You will also be requested not to drive unless you are able to slam your brakes without pain in your parked vehicle in your driveway. We would not want you to find out on a high-speed road when you suddenly need to brake that you were unable to brake effectively and thus have an accident and potentially injure yourself or another person. Most surgeons request their postop colon surgery patients not to eat foods high in fiber or roughage such as raw fruits, vegetables or turnip greens for at least a week or two after surgery to minimize the risk of blockage at the potentially temporarily narrowed area where the intestine was put back together. Unless your surgeon says otherwise you should be able to shower or bathe upon arriving home.
Activities likely to speed healing and the return of energy include daily walks, a good multivitamin daily such as a Centrum Silver equivalent, a high-protein diet (meat, cheese, eggs and other milk products). Since the ecology of the colon is significantly disrupted by the mechanical bowel prep and the antibiotics, restoration of healthy intestinal flora using live culture yogurt such as Activa or cultured buttermilk or probiotic tablets or capsules (Lactinex granules or acidophilus tablets, for example) can help restore normal bowel function in a few days.
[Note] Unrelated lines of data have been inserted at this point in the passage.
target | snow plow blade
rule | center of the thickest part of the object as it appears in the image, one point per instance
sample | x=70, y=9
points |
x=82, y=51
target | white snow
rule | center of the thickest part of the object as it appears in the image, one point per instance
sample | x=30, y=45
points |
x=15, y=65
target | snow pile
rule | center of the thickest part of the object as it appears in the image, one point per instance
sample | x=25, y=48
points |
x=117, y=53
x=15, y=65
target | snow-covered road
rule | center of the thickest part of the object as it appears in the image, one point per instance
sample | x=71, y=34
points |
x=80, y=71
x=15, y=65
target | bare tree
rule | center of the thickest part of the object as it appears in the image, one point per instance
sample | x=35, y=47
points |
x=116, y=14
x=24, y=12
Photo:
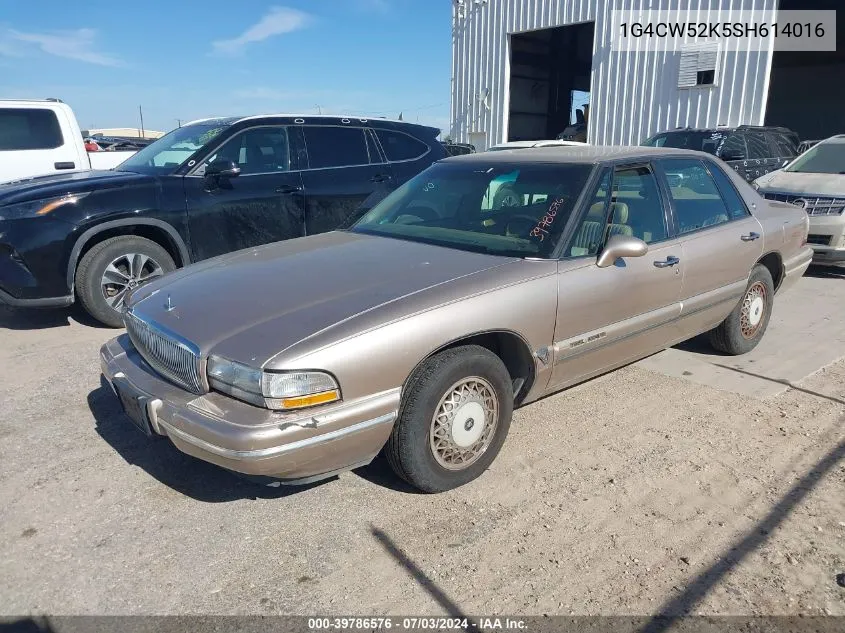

The body’s normal response to injury whether it is surgery, a motor vehicle accident or any other major would is as follows: First there is a massive energy expenditure and release of hormones such as adrenalin in order to stabilize the body following the injury; for weeks to months after this most of the energy from the food that is consumed will be directed toward healing the surgery or other wound; only after substantial healing has occurred will the body replenish the energy necessary for normal strength and endurance. Thus, taking a nap when you feel tired even if this is 2-3 times a day will likely help your body regain normal strength and endurance much faster.
Most surgeons would like to see their patient within 1-2 weeks following release from the hospital. You may be asked to return sooner if there are staples or a drain which needs to be removed in the office.